South Carolina Republicans on Friday asked the state's highest court to stop a recount of votes in Richland County, arguing that a GOP candidate fairly won a disputed legislative race.
The state party made the request to the Supreme Court a day after a circuit judge ordered that ballots and voting machines in Richland County be guarded by state police while state election officials reviewed them. County election officials had planned to certify election results Friday, but that process is on hold.
State election officials said they planned to begin their count Friday afternoon.
State Democrats were originally granted a recount of votes in House District 75, a disputed legislative race in the county that includes South Carolina's capital city, arguing in court papers that officials didn't have enough voting machines or adequately fix ones that broke down on Election Day. The recount was expanded county-wide several hours later.
Richland County's preliminary tally shows Republican Kirkman Finlay as the race's unofficial winner by a narrow margin _ less than 300 votes. Democrat Joe McCulloch is challenging those results, and the circuit judge who ordered the recount has set a hearing for Nov. 13.

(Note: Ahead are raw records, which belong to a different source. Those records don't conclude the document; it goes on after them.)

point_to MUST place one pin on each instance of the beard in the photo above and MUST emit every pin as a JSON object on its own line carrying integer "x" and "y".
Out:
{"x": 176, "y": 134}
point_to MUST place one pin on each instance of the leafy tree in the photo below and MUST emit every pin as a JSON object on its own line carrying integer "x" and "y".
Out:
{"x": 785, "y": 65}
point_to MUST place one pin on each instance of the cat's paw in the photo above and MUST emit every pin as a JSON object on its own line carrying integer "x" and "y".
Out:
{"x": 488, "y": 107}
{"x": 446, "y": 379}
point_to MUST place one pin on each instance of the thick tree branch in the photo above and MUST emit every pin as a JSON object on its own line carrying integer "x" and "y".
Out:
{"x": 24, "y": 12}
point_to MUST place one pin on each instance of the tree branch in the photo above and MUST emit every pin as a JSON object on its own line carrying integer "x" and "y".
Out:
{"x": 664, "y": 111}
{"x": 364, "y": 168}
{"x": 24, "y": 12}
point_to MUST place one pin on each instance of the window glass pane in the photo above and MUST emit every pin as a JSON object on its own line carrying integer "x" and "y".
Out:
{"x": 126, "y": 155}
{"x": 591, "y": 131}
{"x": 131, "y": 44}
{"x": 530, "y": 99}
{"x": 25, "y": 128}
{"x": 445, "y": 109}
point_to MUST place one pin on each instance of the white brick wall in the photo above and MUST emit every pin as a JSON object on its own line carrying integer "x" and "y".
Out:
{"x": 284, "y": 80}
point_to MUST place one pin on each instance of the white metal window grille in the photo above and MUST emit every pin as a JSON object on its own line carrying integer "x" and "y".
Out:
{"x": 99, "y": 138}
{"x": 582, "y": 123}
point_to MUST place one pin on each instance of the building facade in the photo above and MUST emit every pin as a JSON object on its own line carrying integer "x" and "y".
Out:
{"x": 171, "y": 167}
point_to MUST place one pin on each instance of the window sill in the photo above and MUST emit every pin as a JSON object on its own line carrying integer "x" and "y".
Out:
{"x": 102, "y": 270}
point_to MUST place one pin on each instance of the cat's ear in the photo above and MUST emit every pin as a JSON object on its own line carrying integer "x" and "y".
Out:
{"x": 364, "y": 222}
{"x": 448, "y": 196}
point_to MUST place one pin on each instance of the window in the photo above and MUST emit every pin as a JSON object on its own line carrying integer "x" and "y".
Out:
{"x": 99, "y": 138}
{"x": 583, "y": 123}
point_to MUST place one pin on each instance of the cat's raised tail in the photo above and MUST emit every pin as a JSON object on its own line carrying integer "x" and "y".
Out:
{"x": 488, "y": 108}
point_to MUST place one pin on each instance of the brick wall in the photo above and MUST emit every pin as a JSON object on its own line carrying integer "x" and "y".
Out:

Election officials "have demonstrated the threat of immediate and irreparable injury in the form of the certification of election results that have been marred by unlawful election procedures and vote tabulation procedures," Judge Casey Manning wrote in his order. "The public is entitled to an independent and thorough review of these procedures and tabulations."
Based on results provided by election officials, The Associated Press called the race on Election Day for McCulloch. The AP withdrew that call after election officials changed vote tallies to show Finlay in the lead and has not declared a winner.
A cascade of Election Day problems delayed the county's unofficial results until late Wednesday. Officials cited long voting lines, too few machines and broken counting scanners. Some voters reportedly waited up to six hours.
State Election Commission spokesman Chris Whitmire has said Richland County was the only one of the state's 46 counties in the state that reported serious problems. County officials have not explained how the problems occurred.
In court papers filed Friday, a Republican Party attorney said Manning didn't have the authority to issue rulings related to legislative elections and said the Democrats' decision to take the matter to court was "eroding public confidence in South Carolina's elections."
State GOP executive director Matt Moore said in a statement Friday that Finlay had fairly won the disputed House race and decried "politically-connected Democratic Party lawyers" for getting "special treatment" in being granted the recount.
In the request for the temporary restraining order, Democratic Party executive director Amanda Loveday is represented by Dick Harpootlian _ a Columbia attorney who also chairs the state Democrats. Loveday said Friday that Republicans' actions showed they were more concerned with political results than fixing voting problems.
It wasn't known when the Supreme Court would rule on the request to halt the recount.